In diesem Leitfaden erfährst du, was gestaffelte Preisgestaltung ist, warum sie funktioniert und wie du sie effektiv umsetzt. Es ist keine Plug-and-Play-Lösung, aber richtig angewendet kann sie die Preisgestaltung zu einem Wachstumshebel machen – besonders unter unvorhersehbaren Bedingungen.
Was ist gestaffelte Preisgestaltung?
Gestaffelte Preisgestaltung ist eine Strategie, die verschiedene Preissätze basierend auf Service-Levels oder gekaufter Menge festlegt. Sie incentiviert höherwertige Käufe und bietet gleichzeitig zugängliche Optionen für Kund:innen, die grundlegende Funktionen suchen. Ursprünglich in Branchen wie Sport und Entertainment populär geworden, hat sich gestaffelte Preisgestaltung zu einer flexiblen Strategie entwickelt, die kleine E-Commerce-Unternehmen heute nutzen, um Umsätze zu steigern und Kaufverhalten zu beeinflussen.
Die Wirksamkeit von gestaffelter Preisgestaltung liegt teilweise darin, wie sie mächtige psychologische Prinzipien nutzt, die Kaufentscheidungen beeinflussen:
- Preis-Qualitäts-Wahrnehmung: Kund:innen verbinden oft höhere Preise mit höherer Qualität, was Premium-Stufen attraktiver macht.

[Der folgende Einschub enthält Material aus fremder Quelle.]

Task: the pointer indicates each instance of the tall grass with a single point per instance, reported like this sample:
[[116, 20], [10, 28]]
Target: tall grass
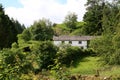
[[89, 65]]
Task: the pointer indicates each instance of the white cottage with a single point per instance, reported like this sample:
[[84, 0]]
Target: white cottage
[[80, 41]]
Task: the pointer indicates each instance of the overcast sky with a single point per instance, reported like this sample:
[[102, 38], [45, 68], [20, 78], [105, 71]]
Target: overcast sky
[[28, 11]]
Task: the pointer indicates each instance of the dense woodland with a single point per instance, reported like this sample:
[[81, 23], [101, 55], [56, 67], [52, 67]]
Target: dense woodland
[[27, 51]]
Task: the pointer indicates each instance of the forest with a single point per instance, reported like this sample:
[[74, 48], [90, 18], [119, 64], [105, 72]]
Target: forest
[[28, 53]]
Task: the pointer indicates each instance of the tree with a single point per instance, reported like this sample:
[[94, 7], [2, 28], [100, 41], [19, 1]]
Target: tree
[[41, 30], [70, 21], [8, 31], [108, 45], [93, 17]]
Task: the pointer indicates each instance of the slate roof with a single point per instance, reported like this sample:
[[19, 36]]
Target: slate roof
[[72, 38]]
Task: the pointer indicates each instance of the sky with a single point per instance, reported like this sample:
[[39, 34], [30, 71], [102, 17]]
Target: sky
[[28, 11]]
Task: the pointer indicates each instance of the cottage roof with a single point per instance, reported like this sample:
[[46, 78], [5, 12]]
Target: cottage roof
[[72, 38]]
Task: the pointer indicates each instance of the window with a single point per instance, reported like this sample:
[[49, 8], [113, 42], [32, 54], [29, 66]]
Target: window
[[79, 42], [70, 42]]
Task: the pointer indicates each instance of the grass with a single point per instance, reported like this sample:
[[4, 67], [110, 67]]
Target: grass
[[89, 65]]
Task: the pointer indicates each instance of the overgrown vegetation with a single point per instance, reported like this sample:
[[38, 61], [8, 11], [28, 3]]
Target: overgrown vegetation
[[30, 53]]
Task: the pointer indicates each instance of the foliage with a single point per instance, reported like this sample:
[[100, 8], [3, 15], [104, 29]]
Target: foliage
[[93, 17], [108, 45], [19, 61], [69, 55], [8, 30], [41, 30], [70, 21]]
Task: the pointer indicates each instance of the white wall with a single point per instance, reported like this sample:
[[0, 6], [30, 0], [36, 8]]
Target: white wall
[[74, 43]]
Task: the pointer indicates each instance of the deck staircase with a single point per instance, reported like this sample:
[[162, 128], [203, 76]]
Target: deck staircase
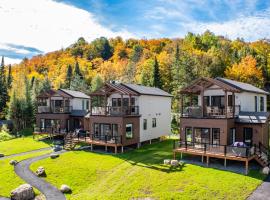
[[70, 143], [262, 156]]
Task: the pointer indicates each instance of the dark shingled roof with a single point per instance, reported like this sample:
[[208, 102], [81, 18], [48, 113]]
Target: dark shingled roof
[[252, 117], [75, 94], [242, 86], [144, 90], [78, 113]]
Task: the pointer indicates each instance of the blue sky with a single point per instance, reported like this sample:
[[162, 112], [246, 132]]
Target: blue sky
[[39, 26]]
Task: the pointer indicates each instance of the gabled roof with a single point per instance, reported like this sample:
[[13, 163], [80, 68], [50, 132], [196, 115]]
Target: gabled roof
[[242, 86], [75, 94], [130, 89], [252, 117], [145, 90]]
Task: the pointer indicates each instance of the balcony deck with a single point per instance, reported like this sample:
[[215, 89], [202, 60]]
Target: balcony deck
[[244, 154]]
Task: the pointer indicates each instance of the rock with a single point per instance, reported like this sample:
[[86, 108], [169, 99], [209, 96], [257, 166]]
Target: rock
[[54, 155], [167, 161], [174, 163], [13, 162], [41, 171], [266, 170], [65, 189], [23, 192], [57, 148]]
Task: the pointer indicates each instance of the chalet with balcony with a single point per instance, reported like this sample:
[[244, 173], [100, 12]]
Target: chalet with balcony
[[61, 111], [126, 114], [225, 119]]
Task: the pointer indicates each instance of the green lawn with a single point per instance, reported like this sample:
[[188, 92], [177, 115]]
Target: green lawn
[[19, 145], [8, 178], [140, 174]]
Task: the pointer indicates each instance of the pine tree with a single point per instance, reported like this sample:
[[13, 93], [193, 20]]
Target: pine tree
[[156, 75], [9, 78], [77, 71], [96, 83], [69, 76]]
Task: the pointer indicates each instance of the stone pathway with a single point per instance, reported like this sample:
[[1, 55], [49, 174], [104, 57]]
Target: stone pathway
[[23, 171], [25, 153], [262, 192]]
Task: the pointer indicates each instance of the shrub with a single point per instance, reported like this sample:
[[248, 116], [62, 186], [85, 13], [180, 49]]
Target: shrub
[[4, 134]]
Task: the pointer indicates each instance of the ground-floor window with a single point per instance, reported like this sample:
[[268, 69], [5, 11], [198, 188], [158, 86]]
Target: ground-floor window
[[188, 132], [202, 135], [215, 136], [129, 131]]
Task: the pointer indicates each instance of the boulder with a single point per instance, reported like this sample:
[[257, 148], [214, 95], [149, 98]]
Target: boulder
[[167, 161], [40, 171], [13, 162], [65, 189], [174, 163], [54, 155], [23, 192], [266, 170]]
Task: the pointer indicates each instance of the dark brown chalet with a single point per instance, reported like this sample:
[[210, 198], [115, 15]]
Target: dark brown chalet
[[61, 111], [225, 119]]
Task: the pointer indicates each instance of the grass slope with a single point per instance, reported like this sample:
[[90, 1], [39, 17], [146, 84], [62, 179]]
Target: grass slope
[[8, 178], [19, 145], [140, 174]]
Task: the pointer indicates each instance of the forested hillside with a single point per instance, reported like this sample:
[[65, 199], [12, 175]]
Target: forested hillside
[[166, 63]]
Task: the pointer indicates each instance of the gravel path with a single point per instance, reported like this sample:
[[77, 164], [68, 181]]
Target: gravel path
[[25, 153], [262, 192], [23, 171]]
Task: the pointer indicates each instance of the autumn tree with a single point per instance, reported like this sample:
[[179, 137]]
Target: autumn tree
[[246, 71], [157, 82]]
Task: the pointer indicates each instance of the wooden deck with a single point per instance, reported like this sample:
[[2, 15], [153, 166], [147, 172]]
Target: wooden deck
[[92, 142], [211, 154]]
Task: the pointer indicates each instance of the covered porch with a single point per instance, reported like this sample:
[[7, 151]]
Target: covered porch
[[208, 98]]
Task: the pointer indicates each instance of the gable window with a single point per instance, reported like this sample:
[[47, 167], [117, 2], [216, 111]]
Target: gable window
[[144, 124], [188, 134], [256, 104], [215, 136], [129, 131], [261, 104], [154, 122]]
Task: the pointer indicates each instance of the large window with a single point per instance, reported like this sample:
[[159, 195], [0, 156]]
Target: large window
[[144, 124], [262, 104], [215, 136], [202, 135], [129, 131], [188, 134], [154, 122], [256, 104]]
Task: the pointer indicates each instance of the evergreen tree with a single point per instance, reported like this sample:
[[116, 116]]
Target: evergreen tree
[[77, 71], [96, 83], [9, 78], [157, 82], [69, 76]]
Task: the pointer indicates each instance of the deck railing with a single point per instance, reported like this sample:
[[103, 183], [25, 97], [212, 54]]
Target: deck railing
[[115, 110], [210, 111], [224, 150]]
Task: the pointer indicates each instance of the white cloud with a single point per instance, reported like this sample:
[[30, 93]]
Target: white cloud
[[248, 27], [48, 25], [12, 61]]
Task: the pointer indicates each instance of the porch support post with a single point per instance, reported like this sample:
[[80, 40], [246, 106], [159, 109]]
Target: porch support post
[[226, 103], [246, 166], [202, 101], [233, 103]]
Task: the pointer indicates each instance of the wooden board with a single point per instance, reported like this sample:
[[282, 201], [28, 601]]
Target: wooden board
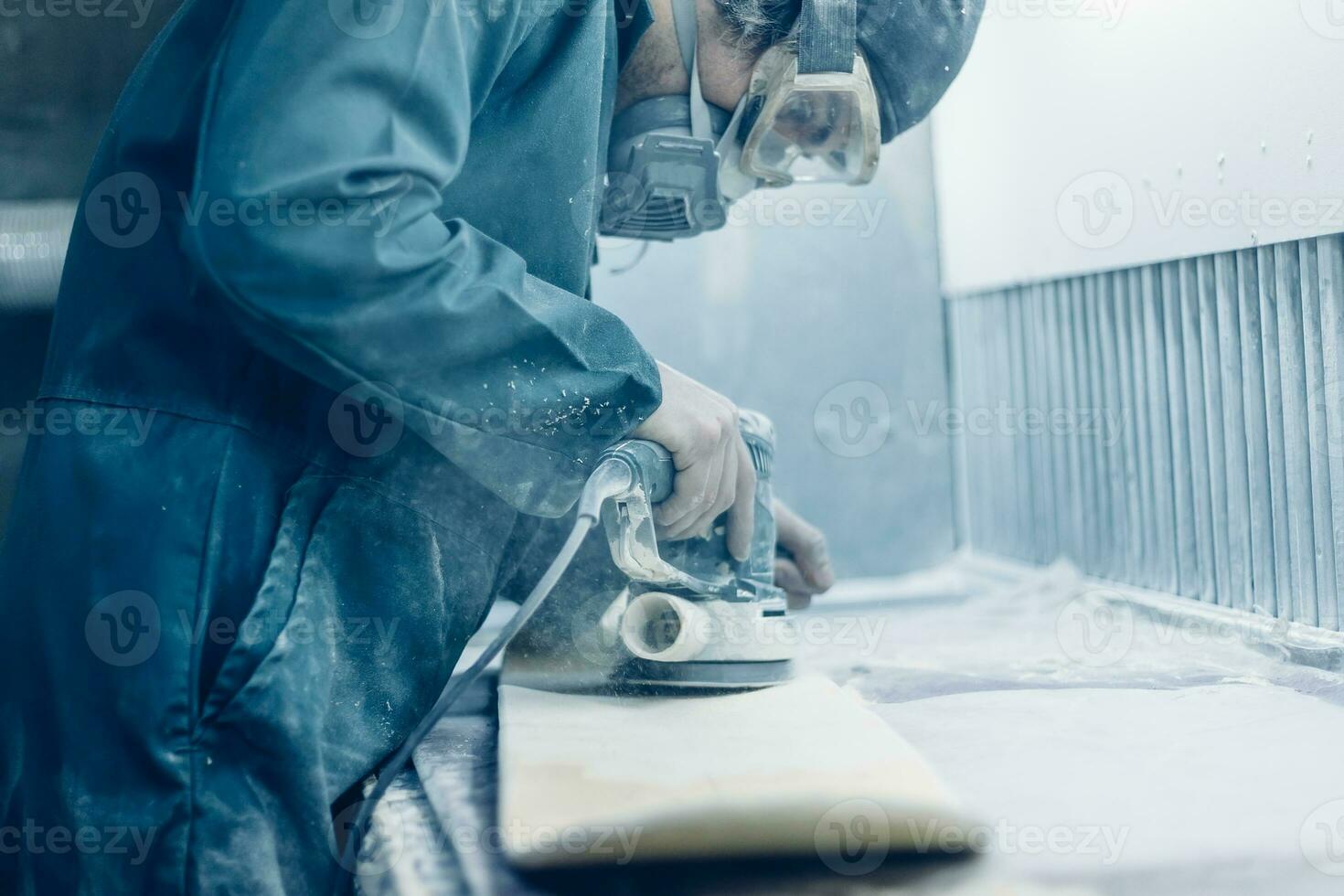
[[797, 770]]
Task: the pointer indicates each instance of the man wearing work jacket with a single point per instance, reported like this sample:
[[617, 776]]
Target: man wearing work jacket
[[322, 361]]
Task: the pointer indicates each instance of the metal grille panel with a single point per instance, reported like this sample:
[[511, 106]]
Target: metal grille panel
[[1178, 427]]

- Verlustaversion: Kund:innen sind stärker motiviert, das Verpassen von Wert oder Ersparnissen zu vermeiden, als zusätzliche Funktionen zu gewinnen. Gestaffelte Preisgestaltung löst dies aus, indem sie mehrere Optionen nebeneinander zeigt und die Kompromisse klar macht.
Gestaffelte vs. Mengenpreise: Was ist der Unterschied?
Wenn es darum geht, Nutzer:innen zum Kauf großer Produktmengen zu motivieren, sind gestaffelte Preisgestaltung und Mengenpreise ähnliche Strategien. In diesem Kontext bedeutet gestaffelte Preisgestaltung, Produktmengen in Stufen zu unterteilen, wobei jede höhere Stufe einen niedrigeren Stückpreis hat: Zum Beispiel 10 Produkte für je 10 €, zusätzliche Produkte bis 20 für je 8 € und zusätzliche Produkte über 20 für je 6 €. In diesem Fall würden 30 Produkte 240 € kosten.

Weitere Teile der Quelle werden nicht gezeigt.